Harold Swan and William Ganz published their description of the flow-directed, balloon-tipped pulmonary artery catheter in the NEJM in 1970. For the first time, bedside hemodynamic measurement was possible without fluoroscopy or cardiac catheterization — CVP, pulmonary artery pressure, pulmonary capillary wedge pressure (PCWP), and thermodilution cardiac output could all be measured at the ICU bedside. The Swan-Ganz catheter was the dominant hemodynamic monitoring tool in ICUs for 30 years.
Clinical RevolutionMarik, Baram, and Vahid published a systematic review in Chest (2008) analyzing 24 studies and 803 patients examining CVP as a predictor of fluid responsiveness. The pooled analysis found CVP had essentially no predictive value — r²=0.02. This paper, combined with the ARDS Network's FACTT trial (2006) showing that conservative fluid management improved outcomes, ended CVP as a resuscitation endpoint in modern sepsis management. The Surviving Sepsis Campaign removed CVP targets from their guidelines in 2012.
Paradigm ShiftA CVP of 4 mmHg rising rapidly to 12 mmHg over 30 minutes in a fluid-resuscitated patient tells you far more than either number alone. Trend interpretation in context is the skill — a falling CVP in a bleeding patient is an emergency; the same number in a recovering post-operative patient is expected.
The c-wave (tricuspid valve closure creating a small pressure bump) is often not visible on clinical CVP traces because it is small (1–2 mmHg) and merged with the tail of the a-wave or the beginning of the x-descent. In teaching tracings it is always labeled; in real CVP monitoring it is usually absent. Don't expect to see it clinically.

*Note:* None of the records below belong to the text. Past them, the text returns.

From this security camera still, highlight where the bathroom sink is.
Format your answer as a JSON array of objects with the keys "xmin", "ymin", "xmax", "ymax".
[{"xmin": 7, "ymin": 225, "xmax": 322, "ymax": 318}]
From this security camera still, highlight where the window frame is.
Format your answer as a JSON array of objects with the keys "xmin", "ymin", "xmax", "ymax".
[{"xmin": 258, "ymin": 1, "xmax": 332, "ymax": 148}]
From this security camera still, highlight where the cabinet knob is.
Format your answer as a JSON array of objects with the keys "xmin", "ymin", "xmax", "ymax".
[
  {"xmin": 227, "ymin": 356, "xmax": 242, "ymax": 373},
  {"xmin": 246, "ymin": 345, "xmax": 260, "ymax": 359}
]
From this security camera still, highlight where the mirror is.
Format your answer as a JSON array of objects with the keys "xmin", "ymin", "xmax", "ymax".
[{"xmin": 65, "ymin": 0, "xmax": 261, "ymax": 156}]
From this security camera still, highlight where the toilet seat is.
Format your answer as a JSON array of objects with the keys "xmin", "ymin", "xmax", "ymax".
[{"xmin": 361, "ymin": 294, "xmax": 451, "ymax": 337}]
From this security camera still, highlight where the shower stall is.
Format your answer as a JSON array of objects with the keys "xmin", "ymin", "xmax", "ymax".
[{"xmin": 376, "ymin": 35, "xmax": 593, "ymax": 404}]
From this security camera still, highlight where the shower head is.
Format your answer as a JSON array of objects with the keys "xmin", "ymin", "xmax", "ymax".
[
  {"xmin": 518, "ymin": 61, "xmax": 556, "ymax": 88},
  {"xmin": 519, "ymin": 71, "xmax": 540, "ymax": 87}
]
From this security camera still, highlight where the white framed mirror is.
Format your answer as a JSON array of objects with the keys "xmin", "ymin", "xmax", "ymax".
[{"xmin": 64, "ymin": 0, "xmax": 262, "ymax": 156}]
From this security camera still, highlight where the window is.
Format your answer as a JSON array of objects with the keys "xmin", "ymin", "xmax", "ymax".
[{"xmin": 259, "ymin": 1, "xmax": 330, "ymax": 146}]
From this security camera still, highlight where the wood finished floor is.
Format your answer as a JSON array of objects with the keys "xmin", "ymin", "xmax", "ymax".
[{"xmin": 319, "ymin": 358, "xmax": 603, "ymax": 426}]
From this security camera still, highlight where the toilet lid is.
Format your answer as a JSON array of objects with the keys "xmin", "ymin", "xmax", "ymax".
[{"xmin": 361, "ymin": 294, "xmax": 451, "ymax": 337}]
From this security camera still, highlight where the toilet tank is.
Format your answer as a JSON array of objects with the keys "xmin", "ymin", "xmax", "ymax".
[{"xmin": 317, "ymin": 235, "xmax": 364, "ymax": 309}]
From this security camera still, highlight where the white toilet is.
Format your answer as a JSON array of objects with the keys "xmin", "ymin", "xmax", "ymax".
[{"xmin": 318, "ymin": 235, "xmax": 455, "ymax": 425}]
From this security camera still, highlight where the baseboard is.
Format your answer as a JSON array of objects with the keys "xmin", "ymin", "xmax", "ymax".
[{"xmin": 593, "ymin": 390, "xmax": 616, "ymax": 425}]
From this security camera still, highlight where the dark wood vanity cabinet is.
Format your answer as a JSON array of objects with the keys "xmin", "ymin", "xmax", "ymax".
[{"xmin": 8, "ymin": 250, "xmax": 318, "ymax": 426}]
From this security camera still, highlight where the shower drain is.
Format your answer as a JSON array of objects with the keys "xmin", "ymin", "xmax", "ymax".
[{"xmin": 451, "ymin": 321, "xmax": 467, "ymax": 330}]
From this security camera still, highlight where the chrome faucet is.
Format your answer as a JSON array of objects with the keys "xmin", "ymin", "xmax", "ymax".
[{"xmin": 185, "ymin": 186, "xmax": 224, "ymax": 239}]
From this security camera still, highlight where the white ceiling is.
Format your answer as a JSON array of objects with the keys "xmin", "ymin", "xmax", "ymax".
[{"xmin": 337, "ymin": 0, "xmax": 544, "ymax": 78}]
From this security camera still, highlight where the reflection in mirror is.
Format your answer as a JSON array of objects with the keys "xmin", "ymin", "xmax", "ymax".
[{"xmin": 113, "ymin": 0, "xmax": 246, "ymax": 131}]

CVP is measured relative to the phlebostatic axis — the intersection of the mid-axillary line and the 4th intercostal space, approximating the level of the RA. An elevated HOB or transducer at the wrong height changes the CVP reading by 0.73 mmHg per cm of error. Confirm the transducer is leveled to the phlebostatic axis every time before interpreting a CVP reading.
Raising the legs to 45° transfers 150–300 mL of venous blood from the lower extremities to the central circulation — a reversible, real-time fluid challenge. If MAP increases ≥10% and/or CO increases ≥10% within 1 minute, the patient is fluid-responsive. This is more reliable than any static CVP value and requires no additional fluids or monitoring equipment.
It is a hemodynamic window into the heart.
From the first needle puncture through the subclavian tissue to the waveform on the bedside monitor, every element of central venous access involves physics, anatomy, and physiology working in concert. Understanding why a guidewire must stay in your hand, why the carina is your landmark, why a giant v-wave means regurgitation, and why CVP doesn't predict fluid responsiveness — this is what separates a clinician who places lines from one who understands them. The line is a tool. The waveform is the signal. Your clinical reasoning is the instrument.